Ukrainian swimmer (born 1997)

Anastasiia Volodymyrivna Antoniak (Анастасія Володимирівна Антоняк, born 21 June 1997) is a Ukrainian finswimmer.

==Career==
Antoniak was born on 21 June 1997 in Kyiv. She won her first silver medal at the 2011 Finswimming World Championships in the 4 × 200 m surface relay and a bronze one in the 4 × 100 m surface relay.

The following year, she won two silver medals in the 4x100 and 4x200 metres surface relay at the European Finswimming Championships in Lignano.

In 2013, at the World Championships, held in Kazan, Antoniak received two silver medals in the 4x100 and 4x200 metres surface. In that year, she won a silver medal in the 4 × 100 m surface at the World Games, held in Cali. Later, she competed at the European Junior Championships, where she won three gold and two silver medals and also broke the world record in the 400 m surface.

The following year, at the Finswimming European Championships in Lignano, she won two silver and two bronze medals in different surface events.

At the 2015 Finswimming World Championships Antoniak won two silver medals in the 400 m surface and 4x200 metres surface relay. At the following World Championships in Volos Antoniak won a silver medal in the 400 m surface and a bronze one in the 4x200 metres surface relay.

In 2017, Antoniak competed at the European Championships in Wrocław, winning a first gold medal in the 400 m surface and two bronze ones in the 200 m surface and 4x200 metres surface relay. Later, Antoniak won two bronze medals in the 200 and 400 metres surface at the World Games in Wrocław.

At the 2018 Finswimming World Championships Antoniak won a silver medal in the 200 m surface and a bronze one in the 4x200 metres surface relay.
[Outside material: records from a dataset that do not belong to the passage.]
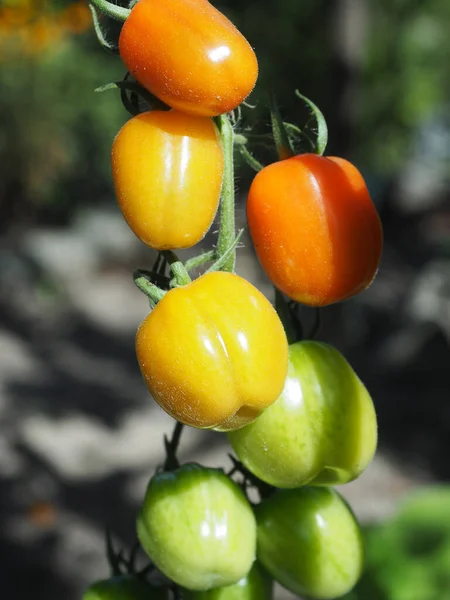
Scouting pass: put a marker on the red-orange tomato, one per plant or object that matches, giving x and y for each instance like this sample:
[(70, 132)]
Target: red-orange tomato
[(315, 228), (189, 55)]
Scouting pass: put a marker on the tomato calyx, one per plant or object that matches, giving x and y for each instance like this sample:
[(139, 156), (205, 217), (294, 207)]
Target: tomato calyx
[(288, 138), (111, 10), (135, 98), (249, 480), (289, 313)]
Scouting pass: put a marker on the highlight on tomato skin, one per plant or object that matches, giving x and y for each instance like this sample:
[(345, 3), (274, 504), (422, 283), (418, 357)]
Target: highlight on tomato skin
[(197, 526), (189, 55), (322, 430), (315, 229), (167, 170), (213, 353)]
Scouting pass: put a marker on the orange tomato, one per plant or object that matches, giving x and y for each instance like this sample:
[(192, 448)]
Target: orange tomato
[(213, 353), (315, 228), (167, 170), (189, 55)]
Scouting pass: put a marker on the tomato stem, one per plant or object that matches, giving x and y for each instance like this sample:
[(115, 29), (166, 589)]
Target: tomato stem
[(227, 216), (250, 159), (119, 13), (279, 132), (171, 447), (220, 262), (153, 292), (178, 269), (198, 261), (322, 128)]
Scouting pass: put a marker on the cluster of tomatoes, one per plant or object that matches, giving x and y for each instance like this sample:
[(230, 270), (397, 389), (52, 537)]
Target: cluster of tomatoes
[(213, 351)]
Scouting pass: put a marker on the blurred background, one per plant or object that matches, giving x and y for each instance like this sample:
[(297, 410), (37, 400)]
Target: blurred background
[(79, 434)]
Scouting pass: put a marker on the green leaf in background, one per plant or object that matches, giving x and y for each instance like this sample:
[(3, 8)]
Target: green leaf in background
[(408, 556)]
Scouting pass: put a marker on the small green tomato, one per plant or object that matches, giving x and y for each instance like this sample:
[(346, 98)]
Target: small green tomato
[(322, 430), (257, 585), (124, 587), (198, 527), (310, 542)]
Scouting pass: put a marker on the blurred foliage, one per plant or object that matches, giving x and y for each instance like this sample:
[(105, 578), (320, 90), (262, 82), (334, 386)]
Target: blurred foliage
[(376, 69), (403, 77), (408, 556), (55, 134)]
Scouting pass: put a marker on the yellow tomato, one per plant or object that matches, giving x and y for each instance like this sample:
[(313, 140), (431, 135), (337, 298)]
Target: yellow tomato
[(213, 353), (167, 170)]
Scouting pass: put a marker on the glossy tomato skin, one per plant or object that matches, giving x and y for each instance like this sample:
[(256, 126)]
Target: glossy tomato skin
[(310, 542), (322, 430), (257, 585), (213, 353), (315, 228), (198, 527), (189, 55), (167, 170), (124, 587)]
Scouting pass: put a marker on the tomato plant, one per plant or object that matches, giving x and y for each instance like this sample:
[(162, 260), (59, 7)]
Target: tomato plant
[(309, 541), (322, 429), (257, 585), (189, 55), (159, 161), (315, 228), (124, 587), (198, 527), (222, 356)]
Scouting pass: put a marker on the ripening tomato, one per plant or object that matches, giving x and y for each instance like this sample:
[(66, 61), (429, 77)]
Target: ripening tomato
[(189, 55), (310, 542), (124, 587), (198, 527), (315, 228), (257, 585), (167, 170), (322, 430), (213, 353)]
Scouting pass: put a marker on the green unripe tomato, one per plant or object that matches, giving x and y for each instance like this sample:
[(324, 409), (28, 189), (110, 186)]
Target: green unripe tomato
[(198, 527), (257, 585), (310, 542), (321, 431), (124, 587)]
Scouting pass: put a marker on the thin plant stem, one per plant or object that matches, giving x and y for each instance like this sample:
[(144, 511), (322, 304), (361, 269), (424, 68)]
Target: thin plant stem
[(227, 216), (171, 447)]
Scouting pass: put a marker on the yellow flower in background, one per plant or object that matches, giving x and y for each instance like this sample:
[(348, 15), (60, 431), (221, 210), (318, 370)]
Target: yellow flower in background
[(30, 27)]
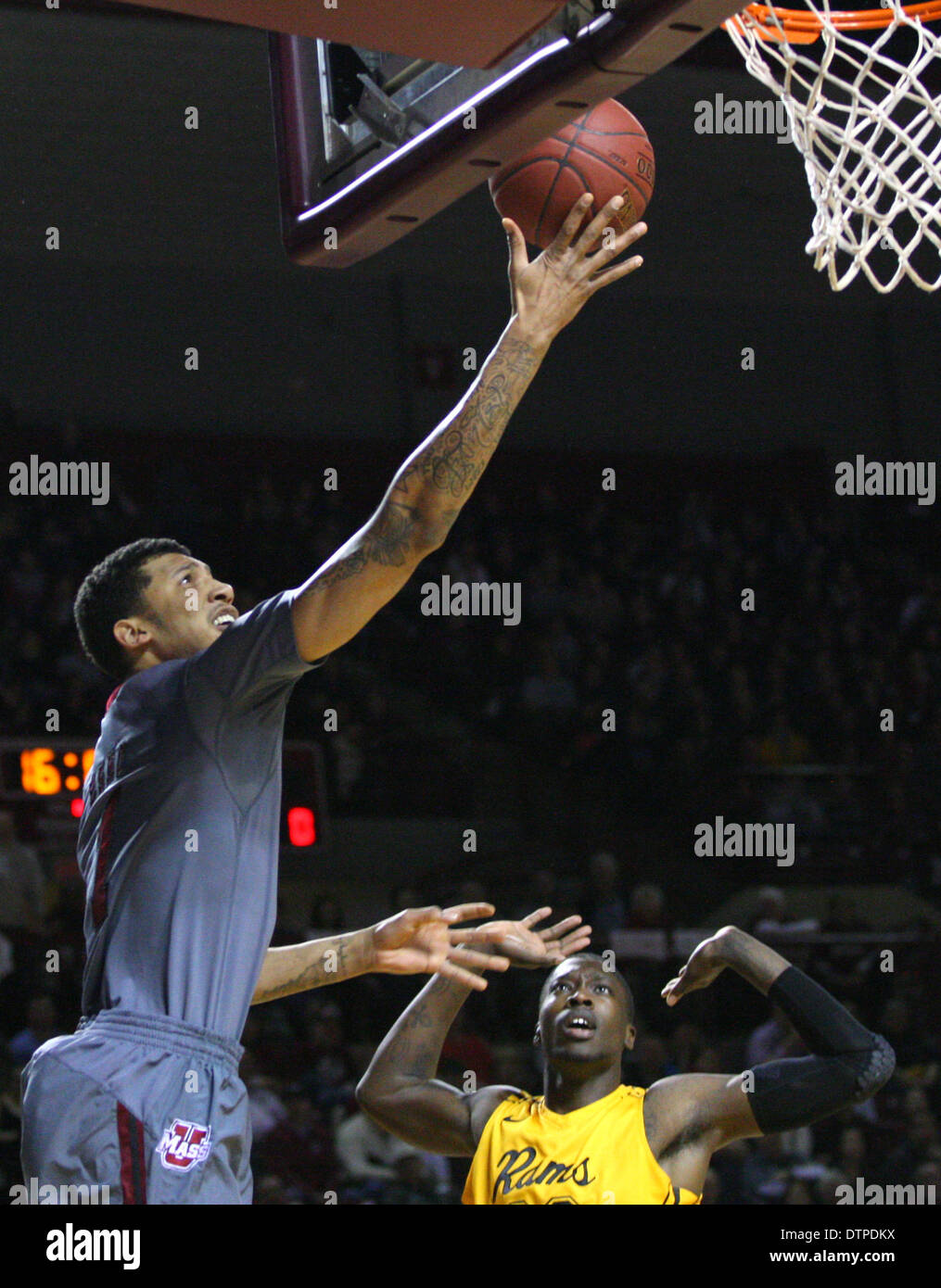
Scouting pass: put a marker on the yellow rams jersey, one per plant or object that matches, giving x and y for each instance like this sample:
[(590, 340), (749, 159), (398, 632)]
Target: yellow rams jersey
[(594, 1155)]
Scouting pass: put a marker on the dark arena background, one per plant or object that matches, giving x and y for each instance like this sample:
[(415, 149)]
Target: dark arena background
[(708, 627)]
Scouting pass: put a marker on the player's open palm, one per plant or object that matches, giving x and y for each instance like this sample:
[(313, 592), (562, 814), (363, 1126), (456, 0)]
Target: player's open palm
[(525, 945), (420, 941), (548, 293), (704, 965)]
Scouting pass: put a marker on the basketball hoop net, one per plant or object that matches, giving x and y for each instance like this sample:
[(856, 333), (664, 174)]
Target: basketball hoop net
[(868, 128)]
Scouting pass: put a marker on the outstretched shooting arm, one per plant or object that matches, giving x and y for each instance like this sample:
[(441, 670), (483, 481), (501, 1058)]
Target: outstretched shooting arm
[(435, 482)]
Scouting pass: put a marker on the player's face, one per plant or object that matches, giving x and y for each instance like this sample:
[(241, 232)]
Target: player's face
[(584, 1016), (187, 610)]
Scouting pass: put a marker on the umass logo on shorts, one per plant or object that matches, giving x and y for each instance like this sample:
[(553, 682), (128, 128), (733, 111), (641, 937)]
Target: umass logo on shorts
[(184, 1145)]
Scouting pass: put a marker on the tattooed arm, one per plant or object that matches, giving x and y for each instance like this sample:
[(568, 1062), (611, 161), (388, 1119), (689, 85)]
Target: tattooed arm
[(400, 1090), (431, 487), (415, 941)]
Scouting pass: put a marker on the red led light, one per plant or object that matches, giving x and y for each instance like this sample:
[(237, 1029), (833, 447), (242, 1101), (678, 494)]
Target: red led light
[(302, 828)]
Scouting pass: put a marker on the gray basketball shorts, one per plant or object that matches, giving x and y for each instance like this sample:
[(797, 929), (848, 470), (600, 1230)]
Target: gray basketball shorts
[(151, 1108)]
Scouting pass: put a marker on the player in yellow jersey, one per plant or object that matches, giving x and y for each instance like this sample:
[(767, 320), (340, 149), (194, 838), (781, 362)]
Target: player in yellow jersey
[(590, 1139)]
In 2019, Antoniak won two gold medals in the 400 metres mixed surface and 4x100 metres surface relay at the Finswimming World Cup in Coral Springs, Florida. Later, she won two silver medals in the 4x100 and 4x200 metres surface relay at the European Championships in Yanina.

In 2021, Antoniak won two silver medals in the 400 m surface and 4x200 metres surface relay at the World Championships in Tomsk.

The following year, Antoniak received a gold medal in the 4x200 metres surface relay and a silver one in the 400 m surface at the 2022 Finswimming World Championships in Cali. Later, she won a bronze medal in the 400 m surface at the 2022 World Games in Birmingham.

The following year, she won the gold medal in the 4x200 metres surface relay at the 28th CMAS Finswimming European Championships in Budapest.